Patients
Between December 2018 and June 2021, the medical data of patients in our institutions who were classified as FIGO stage IB-IIA disease were retrospectively reviewed. The inclusion criteria were as follows: negative nucleic acid detection of COVID-19; FIGO stage IB-IIA cervical cancer; received radical surgery; pathologically confirmed any of the following high-risk factors: lymph node metastasis, parametrial invasion, or positive resection margin; and treated with postoperative CCRT. The policy of wearing a mask was required for every person entering hospitals since the beginning of the COVID-19 pandemic after December 2019. The patients were required to wear a mask, which included surgical masks or N95 respirators, during the entire radiotherapy procedure and at every visit. According to the Diagnosis and Treatment Protocol for Novel Coronavirus Pneumonia (Trial Version Seven), radiotherapy was suspended or postponed for patients with fever. The patients were required to undergo nucleic acid tests once a week. When the result of nucleic acid detection was negative, patients could continue radiotherapy. The study was approved by the Institution Ethics Committee. All medical information was anonymous, and informed consent was waived due to the retrospective nature of this study.

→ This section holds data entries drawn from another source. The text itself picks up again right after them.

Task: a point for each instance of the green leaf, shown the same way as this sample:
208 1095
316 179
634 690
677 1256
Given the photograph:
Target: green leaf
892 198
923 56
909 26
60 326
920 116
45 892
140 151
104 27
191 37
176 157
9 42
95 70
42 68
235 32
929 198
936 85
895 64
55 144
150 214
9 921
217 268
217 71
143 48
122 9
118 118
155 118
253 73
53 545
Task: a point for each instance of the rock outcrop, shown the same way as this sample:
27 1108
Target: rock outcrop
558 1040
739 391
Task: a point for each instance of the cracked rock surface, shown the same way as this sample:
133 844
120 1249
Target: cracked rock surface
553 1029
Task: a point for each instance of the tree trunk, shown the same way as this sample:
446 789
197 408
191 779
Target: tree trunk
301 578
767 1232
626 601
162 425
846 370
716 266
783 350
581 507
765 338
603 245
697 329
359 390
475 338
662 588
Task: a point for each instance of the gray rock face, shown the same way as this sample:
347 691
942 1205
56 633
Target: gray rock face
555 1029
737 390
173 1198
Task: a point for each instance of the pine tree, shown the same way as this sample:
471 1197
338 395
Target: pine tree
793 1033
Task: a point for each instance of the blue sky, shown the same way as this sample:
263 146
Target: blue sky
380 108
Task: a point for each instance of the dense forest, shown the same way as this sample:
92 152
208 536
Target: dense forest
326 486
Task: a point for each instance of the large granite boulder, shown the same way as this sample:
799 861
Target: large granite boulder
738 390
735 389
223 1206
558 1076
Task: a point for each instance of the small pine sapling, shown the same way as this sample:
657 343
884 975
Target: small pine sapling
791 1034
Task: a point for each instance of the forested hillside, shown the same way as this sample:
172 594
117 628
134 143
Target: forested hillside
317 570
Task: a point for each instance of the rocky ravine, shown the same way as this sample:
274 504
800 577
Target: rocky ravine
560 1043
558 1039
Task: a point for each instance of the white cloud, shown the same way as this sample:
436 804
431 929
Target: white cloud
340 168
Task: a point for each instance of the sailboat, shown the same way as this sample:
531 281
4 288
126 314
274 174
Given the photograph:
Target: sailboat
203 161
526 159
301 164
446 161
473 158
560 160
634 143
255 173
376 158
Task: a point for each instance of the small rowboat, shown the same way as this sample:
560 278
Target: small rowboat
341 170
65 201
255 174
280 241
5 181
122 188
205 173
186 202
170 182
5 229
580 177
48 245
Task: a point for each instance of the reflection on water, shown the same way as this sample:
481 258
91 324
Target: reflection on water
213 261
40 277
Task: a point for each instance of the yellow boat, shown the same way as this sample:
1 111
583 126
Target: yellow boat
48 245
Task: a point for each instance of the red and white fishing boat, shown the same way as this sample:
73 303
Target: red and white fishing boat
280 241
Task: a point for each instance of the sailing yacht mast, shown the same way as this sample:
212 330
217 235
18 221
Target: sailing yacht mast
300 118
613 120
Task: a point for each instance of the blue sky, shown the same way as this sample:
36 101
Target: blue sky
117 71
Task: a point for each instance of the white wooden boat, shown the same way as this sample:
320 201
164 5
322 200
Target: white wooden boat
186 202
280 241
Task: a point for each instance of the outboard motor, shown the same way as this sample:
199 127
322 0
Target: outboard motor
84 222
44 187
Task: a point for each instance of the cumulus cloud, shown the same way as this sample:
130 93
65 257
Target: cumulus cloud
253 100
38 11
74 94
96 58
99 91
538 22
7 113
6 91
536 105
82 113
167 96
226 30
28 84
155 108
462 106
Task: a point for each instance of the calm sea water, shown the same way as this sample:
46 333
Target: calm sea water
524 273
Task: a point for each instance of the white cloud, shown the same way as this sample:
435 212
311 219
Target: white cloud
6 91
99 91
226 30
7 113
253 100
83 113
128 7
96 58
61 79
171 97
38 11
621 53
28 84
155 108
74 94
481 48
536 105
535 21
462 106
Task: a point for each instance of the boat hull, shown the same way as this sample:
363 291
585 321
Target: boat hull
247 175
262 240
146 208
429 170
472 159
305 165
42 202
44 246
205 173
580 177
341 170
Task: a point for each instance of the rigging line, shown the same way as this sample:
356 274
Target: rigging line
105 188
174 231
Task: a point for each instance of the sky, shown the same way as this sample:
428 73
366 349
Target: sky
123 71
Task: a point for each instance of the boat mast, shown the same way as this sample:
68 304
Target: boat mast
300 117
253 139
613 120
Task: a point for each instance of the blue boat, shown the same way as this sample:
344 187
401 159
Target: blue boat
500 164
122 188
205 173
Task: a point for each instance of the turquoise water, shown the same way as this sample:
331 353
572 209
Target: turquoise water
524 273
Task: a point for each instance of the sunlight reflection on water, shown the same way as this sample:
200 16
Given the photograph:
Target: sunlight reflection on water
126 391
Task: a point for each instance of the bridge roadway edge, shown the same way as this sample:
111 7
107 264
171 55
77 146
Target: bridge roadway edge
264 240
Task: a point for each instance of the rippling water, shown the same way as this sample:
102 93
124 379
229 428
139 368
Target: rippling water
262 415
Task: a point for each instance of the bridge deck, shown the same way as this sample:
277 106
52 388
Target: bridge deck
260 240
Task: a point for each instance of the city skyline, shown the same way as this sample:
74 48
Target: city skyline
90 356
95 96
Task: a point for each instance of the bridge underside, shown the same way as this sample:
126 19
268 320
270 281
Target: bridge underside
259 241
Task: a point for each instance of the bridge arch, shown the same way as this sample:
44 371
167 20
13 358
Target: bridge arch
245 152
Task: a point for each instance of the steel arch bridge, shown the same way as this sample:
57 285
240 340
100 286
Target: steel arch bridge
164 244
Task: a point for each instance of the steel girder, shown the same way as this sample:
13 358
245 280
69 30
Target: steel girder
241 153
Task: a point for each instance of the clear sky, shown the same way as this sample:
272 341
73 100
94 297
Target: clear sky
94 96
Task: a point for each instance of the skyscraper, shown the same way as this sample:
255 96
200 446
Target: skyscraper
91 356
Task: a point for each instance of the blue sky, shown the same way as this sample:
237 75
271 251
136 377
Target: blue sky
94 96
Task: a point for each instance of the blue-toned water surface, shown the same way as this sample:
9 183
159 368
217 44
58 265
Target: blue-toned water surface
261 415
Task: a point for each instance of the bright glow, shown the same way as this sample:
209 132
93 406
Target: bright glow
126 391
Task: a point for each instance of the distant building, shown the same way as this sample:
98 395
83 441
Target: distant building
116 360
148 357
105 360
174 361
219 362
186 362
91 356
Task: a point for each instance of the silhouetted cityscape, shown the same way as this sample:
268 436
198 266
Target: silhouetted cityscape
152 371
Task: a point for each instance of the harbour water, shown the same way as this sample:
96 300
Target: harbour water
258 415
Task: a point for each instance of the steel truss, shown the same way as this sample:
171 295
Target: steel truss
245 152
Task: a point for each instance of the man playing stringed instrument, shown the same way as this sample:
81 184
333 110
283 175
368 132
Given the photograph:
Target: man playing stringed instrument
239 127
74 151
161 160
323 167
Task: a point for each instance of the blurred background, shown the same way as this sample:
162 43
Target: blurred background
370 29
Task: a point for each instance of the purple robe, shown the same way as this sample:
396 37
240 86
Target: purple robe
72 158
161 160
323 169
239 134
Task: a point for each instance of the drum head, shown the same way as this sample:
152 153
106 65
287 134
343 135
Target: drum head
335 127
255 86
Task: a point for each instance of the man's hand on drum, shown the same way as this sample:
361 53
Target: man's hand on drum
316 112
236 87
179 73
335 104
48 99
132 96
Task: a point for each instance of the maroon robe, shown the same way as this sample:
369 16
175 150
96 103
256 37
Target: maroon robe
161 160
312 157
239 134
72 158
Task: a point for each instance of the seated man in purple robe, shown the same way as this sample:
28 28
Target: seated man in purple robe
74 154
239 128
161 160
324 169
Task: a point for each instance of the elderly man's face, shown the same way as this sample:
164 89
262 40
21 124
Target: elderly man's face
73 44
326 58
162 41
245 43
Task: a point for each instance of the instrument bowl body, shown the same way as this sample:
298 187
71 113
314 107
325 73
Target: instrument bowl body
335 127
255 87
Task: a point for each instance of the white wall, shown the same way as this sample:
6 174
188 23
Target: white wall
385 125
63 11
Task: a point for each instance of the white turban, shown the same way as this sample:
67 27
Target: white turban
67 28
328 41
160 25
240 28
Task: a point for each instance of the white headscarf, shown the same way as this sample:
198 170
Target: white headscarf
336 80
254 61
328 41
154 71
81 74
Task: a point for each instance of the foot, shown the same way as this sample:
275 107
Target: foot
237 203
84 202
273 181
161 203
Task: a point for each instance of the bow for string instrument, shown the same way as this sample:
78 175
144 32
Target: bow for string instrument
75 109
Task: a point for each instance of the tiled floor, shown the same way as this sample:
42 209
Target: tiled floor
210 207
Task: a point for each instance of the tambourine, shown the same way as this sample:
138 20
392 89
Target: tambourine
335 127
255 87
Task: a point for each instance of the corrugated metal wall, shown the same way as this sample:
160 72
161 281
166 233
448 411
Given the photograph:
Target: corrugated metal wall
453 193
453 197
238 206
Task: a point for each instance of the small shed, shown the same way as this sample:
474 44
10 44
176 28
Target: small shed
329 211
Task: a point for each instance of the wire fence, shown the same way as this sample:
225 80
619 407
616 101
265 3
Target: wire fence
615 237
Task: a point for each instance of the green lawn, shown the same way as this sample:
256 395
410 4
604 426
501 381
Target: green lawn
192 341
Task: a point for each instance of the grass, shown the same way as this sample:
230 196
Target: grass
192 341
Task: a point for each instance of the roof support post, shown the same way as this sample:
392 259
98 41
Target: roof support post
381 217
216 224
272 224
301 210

Radiotherapy and chemotherapy
Patients (mask wearing, freely breathing) underwent computer tomography (CT) simulation in the supine position using intravenous and oral contrast agents. A cylindrical radio-opaque virginal marker was used before CT simulation. The rectum of patients remained empty during CT simulation and daily treatment. In an attempt to achieve day-to-day reproducibility in bladder filling, the patients were asked to empty the bladder and then asked to drink 500 ml of water 1 hour prior to the planning CT scan and each external beam radiotherapy treatment fraction. External beam radiation therapy was applied using an intensity-modulated radiotherapy (IMRT) technique, including conventional fixed-field IMRT (FF-IMRT) or helical tomotherapy (HT). The clinical target volume (CTV) covered regional lymph node regions (obturator, common iliac, internal iliac, external iliac, and presacral regions) and the upper 2.0 cm of the vagina and paravaginal soft tissue lateral to the vagina. The external, internal, and common iliac nodal volumes were based on the contrast-enhanced vessels with a 0.7- to 1-cm circumferential margin. The planning target volume (PTV) was defined as the CTV expanded to a 0.8- to 1-cm margin with FF-IMRT and a 0.6- to 0.8-cm margin with HT. The pelvic field was prescribed 50.4 Gy in 28 fractions. Weekly cone-beam CT procedures were conducted for patients with FF-IMRT, and daily on-board megavoltage CT procedures were conducted for patients who were received HT before treatment. High-dose rate (HDR) intracavitary brachytherapy was administered to patients with a positive resection margin or if the tumor was adjacent (<5 mm) to the surgical margin of the vagina. The prescription dose was 20 Gy/4 fractions and was delivered to a depth of 5 mm below the vaginal mucosa.
The common concurrent chemotherapy regimen was cisplatin 40 mg/m2 weekly for 4-6 cycles. Some patients with renal comorbidities received paclitaxel 60 mg/m2/week.
Follow-up and statistical analysis
After treatment completion, all patients were evaluated after 1 month, followed by evaluations at 3-month intervals for 2 years. The routine follow-up evaluation included gynecological examination, laboratory testing, and abdomen and pelvic MRI/CT. Acute toxicities, measured from the initiation of treatment to 90 days after completion, were graded according to the National Cancer Institute’s Common Terminology Criteria for Adverse Events, version 3.0. Statistical analysis was performed using Statistical Package for Social Sciences, version 26.0 (SPSS, Chicago, IL). The chi-square test and the Fisher’s exact test were used to compare the toxicity of different groups. Continuous variables were analyzed using the Student’s t-test or the Mann-Whitney U test. A level of P < 0.05 was considered to be significant.